— Мы хуже и есть. Недавно перестреляли из пулеметов сто двадцать красно-зеленых в каменоломнях. Они сдались, побросали винтовки, выкинули белый флаг. А мы их пулеметами.
— Сдавшихся!
— А они не так?
— Ну, и как на душе у вас?
Высокий усмехнулся.
— Ничего. Привыкли. Умом, конечно, понимаю, что нехорошо.
Замолчали. Катя сказала:
— Или вот еще, тот же мужик рассказывал. У нас тут недавно ограбили помещика Бреверна, к ним поставили казаков, и они ограбили мужиков. Одежду отбирали, припасы, вино.
Гусар тяжелым взглядом посмотрел на Катю. Она почувствовала, что он уж ненавидит ее всеми силами души.
— А как с ними иначе? Мы раздеты, голодаем, а они сыты, в тепле; продавать ничего не хотят, набивают подушки керенками…
Катя весело всплеснула руками.
— Да большевики совсем так же рассуждают о буржуях! Вот потеха!
Гусар прикусил губу. Прапорщик-артиллерист с родинкой тихо сказал:
— Если двадцатого числа не получим жалованья, придется и нам жить разбоем.
Высокий усмехнулся.
— А теперь не разбоем живем? Вон бочку вина везем, — заплатили мы за него?

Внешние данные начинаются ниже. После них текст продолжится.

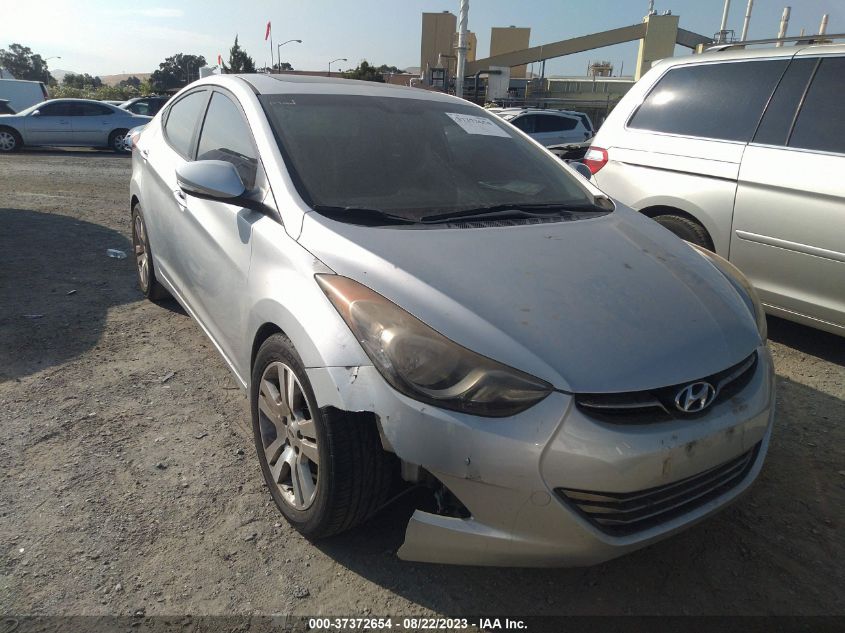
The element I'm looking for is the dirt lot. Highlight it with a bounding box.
[0,151,845,616]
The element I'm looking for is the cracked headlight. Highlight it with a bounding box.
[316,275,552,417]
[690,244,769,343]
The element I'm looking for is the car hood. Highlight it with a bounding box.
[299,207,760,393]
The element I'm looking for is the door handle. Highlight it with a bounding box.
[173,189,188,211]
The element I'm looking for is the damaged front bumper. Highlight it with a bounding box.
[307,346,774,566]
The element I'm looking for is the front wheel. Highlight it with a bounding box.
[0,128,23,153]
[654,213,713,251]
[132,203,170,302]
[250,334,392,538]
[109,129,129,154]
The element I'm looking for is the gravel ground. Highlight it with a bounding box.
[0,151,845,616]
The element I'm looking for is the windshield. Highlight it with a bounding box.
[259,94,594,221]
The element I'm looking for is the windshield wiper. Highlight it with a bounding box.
[311,204,416,226]
[420,202,608,224]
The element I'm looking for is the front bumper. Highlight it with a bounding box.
[308,346,774,566]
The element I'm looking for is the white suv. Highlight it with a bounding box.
[584,45,845,336]
[496,108,594,147]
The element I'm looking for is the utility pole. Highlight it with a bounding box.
[775,7,792,48]
[739,0,754,42]
[719,0,731,44]
[455,0,469,99]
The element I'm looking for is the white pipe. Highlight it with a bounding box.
[455,0,469,99]
[739,0,754,42]
[775,7,792,48]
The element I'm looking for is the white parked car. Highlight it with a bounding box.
[496,108,595,147]
[584,45,845,335]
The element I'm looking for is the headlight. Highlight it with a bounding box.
[690,244,769,343]
[316,275,552,417]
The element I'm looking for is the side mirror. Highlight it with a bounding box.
[569,161,593,180]
[176,160,246,198]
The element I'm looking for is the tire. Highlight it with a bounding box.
[0,127,23,154]
[107,128,129,154]
[132,202,170,303]
[250,334,394,539]
[653,213,713,251]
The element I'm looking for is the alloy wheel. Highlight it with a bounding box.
[112,134,126,152]
[132,213,150,292]
[0,130,18,152]
[258,362,320,511]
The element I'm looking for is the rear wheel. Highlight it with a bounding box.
[109,129,129,154]
[132,203,170,301]
[653,213,713,251]
[0,127,23,153]
[250,334,392,538]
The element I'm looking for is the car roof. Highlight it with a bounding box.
[191,74,468,105]
[653,44,845,68]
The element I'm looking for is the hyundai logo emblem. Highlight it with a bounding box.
[675,382,716,413]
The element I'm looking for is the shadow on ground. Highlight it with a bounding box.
[0,209,140,382]
[317,372,845,616]
[766,316,845,367]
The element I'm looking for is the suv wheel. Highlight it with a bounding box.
[653,213,713,251]
[250,334,391,538]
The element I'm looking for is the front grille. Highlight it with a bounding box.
[555,443,760,536]
[575,351,757,424]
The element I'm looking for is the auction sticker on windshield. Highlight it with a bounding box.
[445,112,510,138]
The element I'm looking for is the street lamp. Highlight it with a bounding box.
[270,40,302,72]
[326,57,349,77]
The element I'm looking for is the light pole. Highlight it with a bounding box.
[270,40,302,72]
[326,57,349,77]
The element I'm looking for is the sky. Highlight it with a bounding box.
[0,0,845,76]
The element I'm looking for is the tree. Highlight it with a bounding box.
[343,60,384,83]
[0,44,51,83]
[224,35,255,73]
[150,53,205,90]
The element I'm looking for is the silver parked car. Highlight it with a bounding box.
[586,45,845,336]
[130,75,774,565]
[0,99,151,152]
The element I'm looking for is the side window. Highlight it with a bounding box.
[511,114,537,134]
[628,59,789,142]
[754,59,817,145]
[164,90,208,158]
[534,114,578,132]
[73,103,114,116]
[789,57,845,153]
[197,92,258,189]
[38,101,71,116]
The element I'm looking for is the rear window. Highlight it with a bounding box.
[628,60,789,143]
[789,57,845,153]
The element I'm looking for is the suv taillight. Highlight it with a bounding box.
[581,145,607,174]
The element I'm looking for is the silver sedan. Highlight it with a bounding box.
[0,99,151,152]
[129,75,774,565]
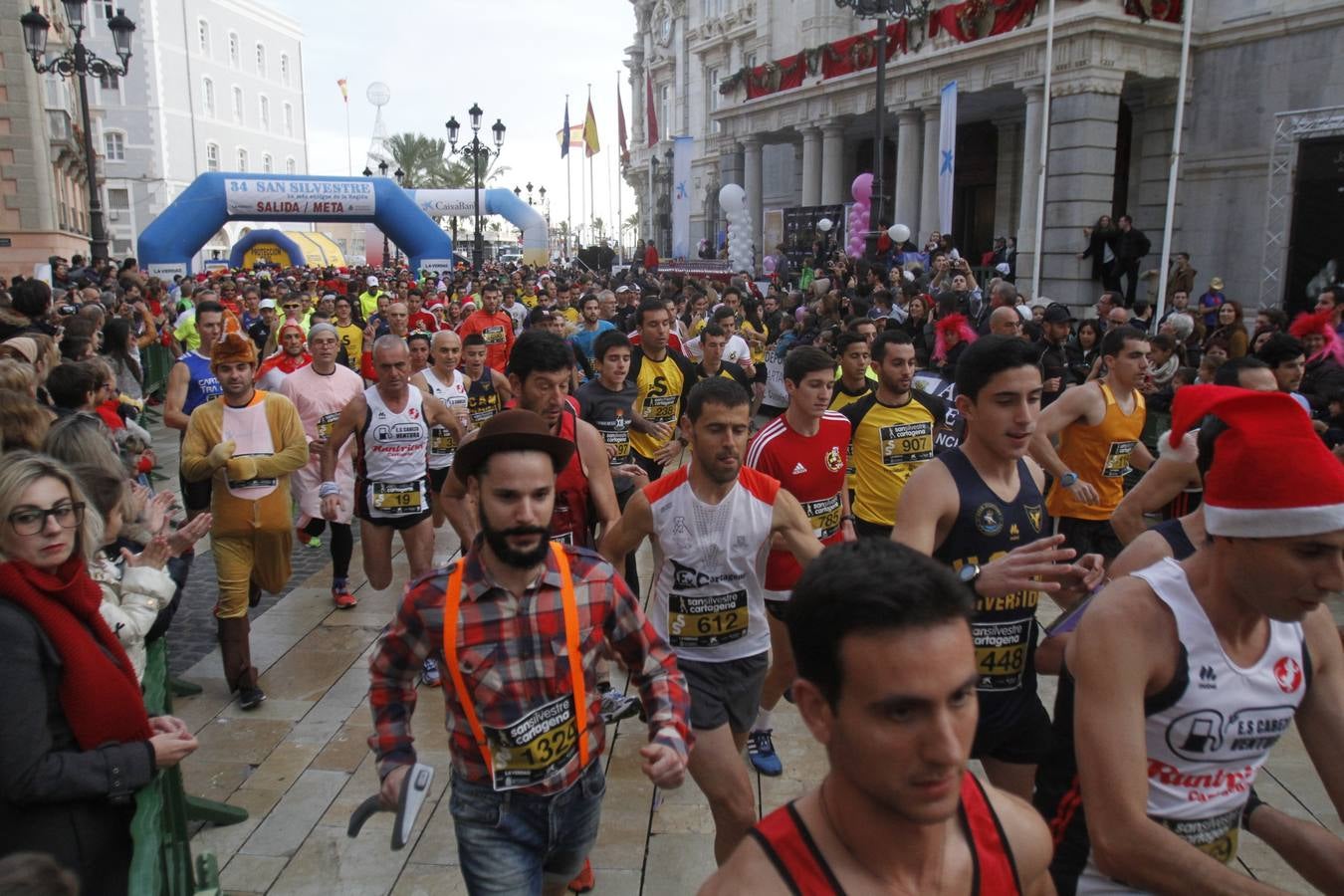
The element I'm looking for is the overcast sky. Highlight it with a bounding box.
[272,0,634,240]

Гусар заговорил взволнованно:
— Вы говорите — в сдавшихся стреляли. С немцами, с австрийцами мы были рыцари. А против большевиков мне совесть моя разрешает все! Меня пьяные матросы били по щекам, плевали в лицо, сорвали с меня погоны, Владимира с мечами. На моих глазах расстреливали моих товарищей. В родовой нашей усадьбе хозяевами расхаживают мужики, рвут фамильные портреты, плюют на паркет, барабанят на рояли бездарный свой интернационал. Жена моя нищенствует в уездном городишке… Расстреливать буду, жечь, пытать, — все! И с восторгом! Развалили армию, отдали Россию жидам. Без рук, без ног останусь, — поползу, зубами буду стрелять!

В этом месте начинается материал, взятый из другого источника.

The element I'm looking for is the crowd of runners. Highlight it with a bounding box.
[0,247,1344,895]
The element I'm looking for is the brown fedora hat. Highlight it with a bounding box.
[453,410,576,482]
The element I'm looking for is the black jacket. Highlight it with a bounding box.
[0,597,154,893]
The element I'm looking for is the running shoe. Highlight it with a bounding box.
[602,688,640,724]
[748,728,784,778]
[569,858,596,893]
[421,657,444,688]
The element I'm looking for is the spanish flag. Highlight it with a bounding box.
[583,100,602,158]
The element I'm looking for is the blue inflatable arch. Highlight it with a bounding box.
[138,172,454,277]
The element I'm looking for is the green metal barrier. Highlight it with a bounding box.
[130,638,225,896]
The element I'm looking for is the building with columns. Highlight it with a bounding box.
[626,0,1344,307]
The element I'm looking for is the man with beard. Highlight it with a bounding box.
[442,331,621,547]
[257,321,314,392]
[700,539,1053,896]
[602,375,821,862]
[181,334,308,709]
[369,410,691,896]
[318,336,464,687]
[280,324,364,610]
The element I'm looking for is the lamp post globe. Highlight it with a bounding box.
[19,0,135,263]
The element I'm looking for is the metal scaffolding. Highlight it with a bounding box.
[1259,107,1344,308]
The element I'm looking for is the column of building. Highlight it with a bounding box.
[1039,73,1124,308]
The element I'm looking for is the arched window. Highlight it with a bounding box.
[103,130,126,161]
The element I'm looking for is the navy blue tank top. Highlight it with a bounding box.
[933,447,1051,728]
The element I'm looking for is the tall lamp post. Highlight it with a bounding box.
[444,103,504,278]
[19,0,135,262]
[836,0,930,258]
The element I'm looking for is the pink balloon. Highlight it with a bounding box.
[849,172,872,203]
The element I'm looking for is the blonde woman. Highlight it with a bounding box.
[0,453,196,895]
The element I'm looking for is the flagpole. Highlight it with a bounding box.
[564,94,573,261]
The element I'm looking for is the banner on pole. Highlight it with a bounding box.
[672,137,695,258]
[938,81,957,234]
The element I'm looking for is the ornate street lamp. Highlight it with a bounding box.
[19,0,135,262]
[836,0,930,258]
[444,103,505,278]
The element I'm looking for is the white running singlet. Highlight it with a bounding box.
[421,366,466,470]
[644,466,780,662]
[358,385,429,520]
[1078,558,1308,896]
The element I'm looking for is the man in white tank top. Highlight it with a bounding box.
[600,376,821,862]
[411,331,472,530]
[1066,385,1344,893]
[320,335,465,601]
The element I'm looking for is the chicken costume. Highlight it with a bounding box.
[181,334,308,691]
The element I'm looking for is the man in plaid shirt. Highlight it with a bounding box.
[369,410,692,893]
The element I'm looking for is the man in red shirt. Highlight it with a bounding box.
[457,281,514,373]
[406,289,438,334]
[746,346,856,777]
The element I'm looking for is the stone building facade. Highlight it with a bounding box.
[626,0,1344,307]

Высокий задумчиво курил папиросу.
— У меня такой ненависти к большевикам нету. Но я человек деятельный, сидеть в такое время, сложа руки, не мог. А выбор только один: либо большевики, либо добровольцы. И я колебался. Но когда в Петрограде, за покушение на Ленина, расстреляли пятьсот ни в чем не повинных заложников, я почувствовал, что с этими людьми идти не могу. И я пошел к тем, кто говорил, что за свободу и учредительное собрание. Но у большинства оказалось не так, до народа им нет никакого дела. А народ ко всем нам враждебен, тому, что говорим, не верит, и всех нас ненавидит. Выходить можем только по нескольку человек вместе, вооруженными. Вон на днях где-то тут поблизости, на греческих хуторах, нашли голые трупы двух офицеров… Буржуазия на нас молится, но ни кровью своею, ни деньгами поддержать не хочет.
Катя воскликнула:
— Зачем же вы тогда остаетесь?!
Гусар быстро поднял голову.
— То есть как это?
Высокий безнадежно махнул рукою.
— Нет, уж не уйти. Да и куда? Буду тянуть до конца. А разобьют окончательно, — поеду в Америку ботинки чистить. Теперь ко всему привык. — Он показал свои мозолистые руки. — У меня своего — вот только эти сапоги. Имущество не громоздкое.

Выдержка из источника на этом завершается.